I thought that because I've laid out why I don't like John Jacob, I ought to say why I do like Chris Cannon. Sure, there's senority issues in Congress, but senority doesn't mean a whole lot to me. I realize that it's an important tool, but at the same time, in this age of the incumbent super-advantage (a bone to pick in another post) I want to do my part to eliminate that as best as I can. Nevertheless, Chris is my favored candidate for a number of reasons.
The first reason is his immigration stance. I know that it's not popular to actually be pro-immigration, but I am. This country was built on immigrants and we will continue to be so as the current group of citizens are de-birthing their way towards a welfare state. The biggest example of this is in Social Security. Right now there are about 3.3 workers for every 1 retiree, and that will fall to 2 by 2020. That means that the government's Ponzi scheme (don't let anyone tell you otherwise - if this was something like 12 Daily Pro, the SEC would be all over it like bears on vacationing celebrities) will start to run out of funding. The easiest way to get this fixed, or at least prolong the scheme by doing something other than killing people when they reach a certain age, a la the Charlton Heston classic Soylent Green, is to bring in more people. Any good Ponzi artist will tell you that.
Next is education. Did he make a bad decison on No Child Left Behind? In retrospect, yes. NCLB is a law that is trying to do something noble but proceeds to muck it up. It's unfortunate, but in a lot of cases that's what the government does. Cannon has said that he'd like to get rid of the Department of Education, which is a pretty good idea. We do need local oversight and tuning of education rather than federal because it has created a big bureaucracy that hasn't done anything to actually improve the education standards here in the US. We're still behind all the bogeymen of the 70s and 80s, and we have less money in our pockets to show for it.

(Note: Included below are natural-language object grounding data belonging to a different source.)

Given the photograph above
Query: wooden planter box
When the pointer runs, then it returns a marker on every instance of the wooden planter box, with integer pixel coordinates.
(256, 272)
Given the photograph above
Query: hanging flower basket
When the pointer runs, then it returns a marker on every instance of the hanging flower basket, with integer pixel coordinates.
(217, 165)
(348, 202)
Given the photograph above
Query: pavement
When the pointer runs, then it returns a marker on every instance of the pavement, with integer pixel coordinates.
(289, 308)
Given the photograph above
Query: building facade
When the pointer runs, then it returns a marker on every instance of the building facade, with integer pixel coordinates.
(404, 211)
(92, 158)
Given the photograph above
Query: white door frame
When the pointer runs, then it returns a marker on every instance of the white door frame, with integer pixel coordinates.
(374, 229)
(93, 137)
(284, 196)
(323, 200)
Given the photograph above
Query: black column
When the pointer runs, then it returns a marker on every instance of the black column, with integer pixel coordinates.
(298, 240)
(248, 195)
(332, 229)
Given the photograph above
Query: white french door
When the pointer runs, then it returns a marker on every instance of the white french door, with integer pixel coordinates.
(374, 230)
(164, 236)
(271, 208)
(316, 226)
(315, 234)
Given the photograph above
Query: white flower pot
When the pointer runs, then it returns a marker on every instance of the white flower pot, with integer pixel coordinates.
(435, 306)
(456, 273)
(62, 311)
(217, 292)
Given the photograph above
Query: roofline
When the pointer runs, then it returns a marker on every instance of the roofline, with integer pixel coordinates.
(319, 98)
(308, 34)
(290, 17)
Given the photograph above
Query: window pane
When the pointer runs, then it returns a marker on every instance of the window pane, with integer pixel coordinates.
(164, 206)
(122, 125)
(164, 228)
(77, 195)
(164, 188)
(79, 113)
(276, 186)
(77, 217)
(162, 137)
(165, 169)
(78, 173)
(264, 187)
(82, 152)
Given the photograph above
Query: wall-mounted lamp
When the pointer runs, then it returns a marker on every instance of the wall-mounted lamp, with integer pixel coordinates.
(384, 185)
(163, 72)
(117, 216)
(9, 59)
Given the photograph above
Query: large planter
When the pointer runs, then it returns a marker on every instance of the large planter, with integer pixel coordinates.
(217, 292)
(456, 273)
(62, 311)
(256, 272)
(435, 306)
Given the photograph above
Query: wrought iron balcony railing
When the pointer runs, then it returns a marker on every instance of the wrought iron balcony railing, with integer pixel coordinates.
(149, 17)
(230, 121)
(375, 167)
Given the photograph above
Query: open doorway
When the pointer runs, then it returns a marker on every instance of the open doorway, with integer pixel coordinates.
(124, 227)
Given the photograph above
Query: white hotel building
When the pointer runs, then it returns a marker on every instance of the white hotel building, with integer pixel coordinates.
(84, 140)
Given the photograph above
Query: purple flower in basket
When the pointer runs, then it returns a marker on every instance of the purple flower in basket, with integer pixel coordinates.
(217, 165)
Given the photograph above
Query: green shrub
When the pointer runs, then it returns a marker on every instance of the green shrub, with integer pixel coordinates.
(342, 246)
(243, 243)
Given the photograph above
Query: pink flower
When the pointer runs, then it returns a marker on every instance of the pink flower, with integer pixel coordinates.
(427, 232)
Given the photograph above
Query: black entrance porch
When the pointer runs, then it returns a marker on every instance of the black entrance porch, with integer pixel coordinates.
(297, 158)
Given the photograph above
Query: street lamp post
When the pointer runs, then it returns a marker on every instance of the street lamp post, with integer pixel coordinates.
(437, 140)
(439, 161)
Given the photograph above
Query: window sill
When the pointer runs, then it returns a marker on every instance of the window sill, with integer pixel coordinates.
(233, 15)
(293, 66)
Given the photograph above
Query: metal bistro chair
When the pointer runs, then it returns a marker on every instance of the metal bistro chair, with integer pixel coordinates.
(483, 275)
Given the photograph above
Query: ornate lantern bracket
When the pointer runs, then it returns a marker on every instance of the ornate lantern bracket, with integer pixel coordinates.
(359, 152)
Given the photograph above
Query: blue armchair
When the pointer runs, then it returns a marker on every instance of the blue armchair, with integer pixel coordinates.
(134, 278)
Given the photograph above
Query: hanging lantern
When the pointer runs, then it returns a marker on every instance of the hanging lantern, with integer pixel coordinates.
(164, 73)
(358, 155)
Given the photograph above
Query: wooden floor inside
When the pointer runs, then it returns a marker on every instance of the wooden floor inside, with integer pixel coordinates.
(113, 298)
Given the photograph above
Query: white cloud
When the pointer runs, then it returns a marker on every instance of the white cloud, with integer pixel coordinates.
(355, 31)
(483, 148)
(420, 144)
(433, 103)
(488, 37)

He's behind a comprehensive energy policy that will do something. I'm all for that, rather than the bogus legislation that's being proposed now. He's talked of new and bigger refineries, expanded drilling areas, and working on alternative energy technology. That's all good policy. We can't just attack this in one area. In addition, it's good for Utah. Right now we have a company named Wolverine Oil who are working on a field that some project could produce 100,000 barrels a day of oil to people here in the US in Sevier County. There isn't anything that he could be doing back in Washington that would help our state's economy more than pushing to open BLM lands to more exploration and incentivising companies who will try new techniques to extract more oil here at home.
Finally, I think he gets it on health care. He did vote for the prescription drug bill (Medicare Modernization Act), but that isn't necessarily a bad vote. Newt Gingrich, who I think is pretty forward thinking in this area, supported it and he sees it as a way that we can actually get out of the Medicare morass that we are starting to find ourselves in where it will go broke before 2020. Anything that can prevent that is something worth doing, and I haven't seen any better proposals on the issue. I would explain Newt's ideas, but you're best served to go straight to the source on this one. If people can get past their Cannon antigonism, they might be able to see that there's a little more than just immigration with him and Utah would be well served to keep him in office.